I believe we can. Our Nation has the knowledge, the skills, and the resources to do so much more to promote the healthy mental development of our children. We simply must find new and innovative ways to use our resources to build a better future for children’s mental health care. The children of today will quickly become the adults of tomorrow.
[SLIDE 3. Children, by age group]
More than 80 million children under age 19 now are growing up in the United States. At any given time, 20 percent of them will have a diagnosable emotional or behavioral disorder. Nearly 10 percent will have a serious emotional disturbance. To get a better grasp of those numbers, picture a typical classroom of 30 children.

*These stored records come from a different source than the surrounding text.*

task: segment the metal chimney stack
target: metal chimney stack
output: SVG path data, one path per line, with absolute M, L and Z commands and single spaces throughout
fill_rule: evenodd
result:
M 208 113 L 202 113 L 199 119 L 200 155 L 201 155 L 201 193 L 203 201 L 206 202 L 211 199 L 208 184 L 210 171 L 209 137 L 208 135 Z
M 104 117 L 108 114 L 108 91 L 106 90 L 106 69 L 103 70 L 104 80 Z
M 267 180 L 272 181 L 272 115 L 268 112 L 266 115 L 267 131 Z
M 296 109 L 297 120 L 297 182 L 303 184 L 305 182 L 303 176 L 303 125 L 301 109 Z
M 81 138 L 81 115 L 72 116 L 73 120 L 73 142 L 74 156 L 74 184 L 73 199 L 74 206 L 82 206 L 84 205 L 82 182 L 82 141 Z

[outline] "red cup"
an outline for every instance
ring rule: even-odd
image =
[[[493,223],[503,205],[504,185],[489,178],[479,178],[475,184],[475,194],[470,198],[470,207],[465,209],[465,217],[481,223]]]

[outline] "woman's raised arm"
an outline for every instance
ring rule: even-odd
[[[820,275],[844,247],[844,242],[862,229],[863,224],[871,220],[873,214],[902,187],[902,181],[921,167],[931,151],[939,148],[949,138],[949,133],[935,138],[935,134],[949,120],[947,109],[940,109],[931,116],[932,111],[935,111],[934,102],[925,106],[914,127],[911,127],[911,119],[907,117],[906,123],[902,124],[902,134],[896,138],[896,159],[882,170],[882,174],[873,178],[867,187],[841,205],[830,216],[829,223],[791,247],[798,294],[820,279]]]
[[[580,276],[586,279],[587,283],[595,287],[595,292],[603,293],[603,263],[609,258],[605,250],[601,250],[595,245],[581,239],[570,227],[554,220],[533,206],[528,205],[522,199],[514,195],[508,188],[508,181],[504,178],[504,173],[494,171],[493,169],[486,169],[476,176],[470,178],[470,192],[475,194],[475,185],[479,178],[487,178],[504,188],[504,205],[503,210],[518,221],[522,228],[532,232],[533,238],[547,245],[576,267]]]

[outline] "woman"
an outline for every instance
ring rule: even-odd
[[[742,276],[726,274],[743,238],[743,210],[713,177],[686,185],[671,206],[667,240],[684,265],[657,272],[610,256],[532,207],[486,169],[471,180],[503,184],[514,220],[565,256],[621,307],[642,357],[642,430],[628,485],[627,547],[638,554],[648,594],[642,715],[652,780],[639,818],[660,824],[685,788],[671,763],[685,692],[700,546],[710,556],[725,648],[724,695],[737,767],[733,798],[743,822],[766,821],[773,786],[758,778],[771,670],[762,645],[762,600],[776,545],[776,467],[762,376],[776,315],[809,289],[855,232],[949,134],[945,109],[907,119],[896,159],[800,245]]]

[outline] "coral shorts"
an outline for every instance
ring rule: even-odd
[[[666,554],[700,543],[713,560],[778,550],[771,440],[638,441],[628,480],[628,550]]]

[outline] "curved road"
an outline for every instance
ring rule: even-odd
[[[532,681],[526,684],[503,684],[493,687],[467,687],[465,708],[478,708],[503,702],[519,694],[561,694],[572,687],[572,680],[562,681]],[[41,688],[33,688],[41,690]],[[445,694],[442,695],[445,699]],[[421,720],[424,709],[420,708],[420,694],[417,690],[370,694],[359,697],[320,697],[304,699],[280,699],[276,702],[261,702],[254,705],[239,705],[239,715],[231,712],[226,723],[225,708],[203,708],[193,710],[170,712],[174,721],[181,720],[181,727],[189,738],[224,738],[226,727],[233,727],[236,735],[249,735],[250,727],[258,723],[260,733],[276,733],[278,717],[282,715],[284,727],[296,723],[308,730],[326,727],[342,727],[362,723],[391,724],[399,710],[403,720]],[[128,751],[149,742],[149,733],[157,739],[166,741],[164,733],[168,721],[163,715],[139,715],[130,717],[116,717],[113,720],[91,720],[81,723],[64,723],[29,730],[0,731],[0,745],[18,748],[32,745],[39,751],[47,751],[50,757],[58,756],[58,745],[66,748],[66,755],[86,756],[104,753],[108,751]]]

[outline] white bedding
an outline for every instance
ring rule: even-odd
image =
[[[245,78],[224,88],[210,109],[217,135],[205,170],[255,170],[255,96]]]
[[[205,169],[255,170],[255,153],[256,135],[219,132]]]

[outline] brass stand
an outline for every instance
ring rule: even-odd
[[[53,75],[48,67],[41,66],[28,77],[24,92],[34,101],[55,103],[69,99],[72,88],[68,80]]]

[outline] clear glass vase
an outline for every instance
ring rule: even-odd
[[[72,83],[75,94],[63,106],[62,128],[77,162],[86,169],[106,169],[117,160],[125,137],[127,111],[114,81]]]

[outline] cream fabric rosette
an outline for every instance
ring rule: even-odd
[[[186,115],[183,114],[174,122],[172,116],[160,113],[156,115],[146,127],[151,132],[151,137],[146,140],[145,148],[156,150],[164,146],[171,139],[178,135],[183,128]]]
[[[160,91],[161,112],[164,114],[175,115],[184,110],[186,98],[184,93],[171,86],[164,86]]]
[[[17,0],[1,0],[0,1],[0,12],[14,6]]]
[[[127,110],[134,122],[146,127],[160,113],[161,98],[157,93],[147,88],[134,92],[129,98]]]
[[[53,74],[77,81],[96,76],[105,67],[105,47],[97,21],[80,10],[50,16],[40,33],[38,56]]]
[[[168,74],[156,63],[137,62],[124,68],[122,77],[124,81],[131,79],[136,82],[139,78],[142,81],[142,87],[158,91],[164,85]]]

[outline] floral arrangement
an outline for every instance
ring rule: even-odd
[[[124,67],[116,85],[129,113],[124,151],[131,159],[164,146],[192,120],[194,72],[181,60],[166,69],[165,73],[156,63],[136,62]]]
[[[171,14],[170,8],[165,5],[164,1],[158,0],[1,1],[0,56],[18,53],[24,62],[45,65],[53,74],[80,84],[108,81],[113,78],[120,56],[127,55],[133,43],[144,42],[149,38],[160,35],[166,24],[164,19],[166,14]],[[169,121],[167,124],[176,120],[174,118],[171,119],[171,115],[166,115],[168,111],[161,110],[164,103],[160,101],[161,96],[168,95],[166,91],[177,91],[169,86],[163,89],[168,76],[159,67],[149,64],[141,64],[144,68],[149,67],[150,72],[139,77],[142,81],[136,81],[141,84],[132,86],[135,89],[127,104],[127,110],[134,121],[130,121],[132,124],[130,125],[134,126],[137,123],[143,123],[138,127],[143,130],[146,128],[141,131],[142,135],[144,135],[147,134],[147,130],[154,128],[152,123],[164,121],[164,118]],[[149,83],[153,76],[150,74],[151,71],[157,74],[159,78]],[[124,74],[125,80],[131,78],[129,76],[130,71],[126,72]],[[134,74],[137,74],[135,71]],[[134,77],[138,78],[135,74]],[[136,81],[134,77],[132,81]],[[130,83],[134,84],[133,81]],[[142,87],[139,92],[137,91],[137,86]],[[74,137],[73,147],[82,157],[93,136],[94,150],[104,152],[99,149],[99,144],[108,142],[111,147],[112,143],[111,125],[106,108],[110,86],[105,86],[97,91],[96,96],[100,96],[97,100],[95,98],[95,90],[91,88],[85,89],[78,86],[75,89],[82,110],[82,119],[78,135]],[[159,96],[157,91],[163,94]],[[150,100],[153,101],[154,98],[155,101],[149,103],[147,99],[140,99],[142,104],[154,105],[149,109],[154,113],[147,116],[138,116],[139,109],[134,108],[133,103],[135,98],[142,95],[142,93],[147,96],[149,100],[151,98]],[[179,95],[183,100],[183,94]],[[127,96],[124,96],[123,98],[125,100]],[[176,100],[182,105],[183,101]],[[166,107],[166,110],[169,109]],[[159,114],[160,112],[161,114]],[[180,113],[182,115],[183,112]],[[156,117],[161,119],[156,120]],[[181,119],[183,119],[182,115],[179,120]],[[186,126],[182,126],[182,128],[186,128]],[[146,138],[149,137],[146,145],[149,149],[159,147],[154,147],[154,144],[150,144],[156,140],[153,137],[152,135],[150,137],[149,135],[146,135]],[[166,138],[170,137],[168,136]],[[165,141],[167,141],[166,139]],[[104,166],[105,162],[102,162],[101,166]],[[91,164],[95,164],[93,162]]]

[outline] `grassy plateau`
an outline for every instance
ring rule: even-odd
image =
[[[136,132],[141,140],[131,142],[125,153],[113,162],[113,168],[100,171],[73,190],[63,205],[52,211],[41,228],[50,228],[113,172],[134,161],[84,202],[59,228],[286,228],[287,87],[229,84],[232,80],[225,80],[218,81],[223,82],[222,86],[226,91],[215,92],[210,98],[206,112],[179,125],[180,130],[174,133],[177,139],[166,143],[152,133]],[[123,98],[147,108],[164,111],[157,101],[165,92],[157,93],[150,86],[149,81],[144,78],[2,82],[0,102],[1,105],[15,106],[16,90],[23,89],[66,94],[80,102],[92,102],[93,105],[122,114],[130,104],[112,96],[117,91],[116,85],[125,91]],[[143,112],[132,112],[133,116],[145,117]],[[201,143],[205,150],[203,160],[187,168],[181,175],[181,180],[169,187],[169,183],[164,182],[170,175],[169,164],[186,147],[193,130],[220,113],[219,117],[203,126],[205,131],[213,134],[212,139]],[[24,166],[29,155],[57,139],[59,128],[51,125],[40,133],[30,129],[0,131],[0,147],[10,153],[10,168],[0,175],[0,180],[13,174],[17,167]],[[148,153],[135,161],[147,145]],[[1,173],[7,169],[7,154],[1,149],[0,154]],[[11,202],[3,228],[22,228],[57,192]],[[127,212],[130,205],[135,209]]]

[SLIDE 4. Classroom statistics]
[CLICK] Six of the students may have identifiable mental health needs; [CLICK] three of them may have a serious condition such as depression or an anxiety disorder. If left undiagnosed and untreated, serious childhood disorders can result in serious and long-term consequences . . . for the child, the family, and our communities. Known consequences include school failure, substance abuse, delinquency, social isolation, and suicide. I imagine that’s why you’re here this evening—to find out what we are doing to prevent such consequences. I also hope you came to learn what you can do to help.
The more we understand childhood development, the more we realize that we have tremendous opportunities to protect and promote the mental health of children. Research conducted or begun during the past “Decade of the Brain” is exploding long-held theories about the brain and its development. The brain is amazingly plastic and adaptive to experience. It can change structurally, and sometimes permanently, in response to our earliest experiences. Our ability to process experiences may begin even before we are born!
Much of our current knowledge about early childhood development is summarized in Neurons to Neighborhoods, a book by the National Research Council and the Institute of Medicine. The title of the book is a reference to the forces that shape our children: neurons, or the basic circuitry of their developing brains and neighborhoods, or the social and cultural influences that come into play.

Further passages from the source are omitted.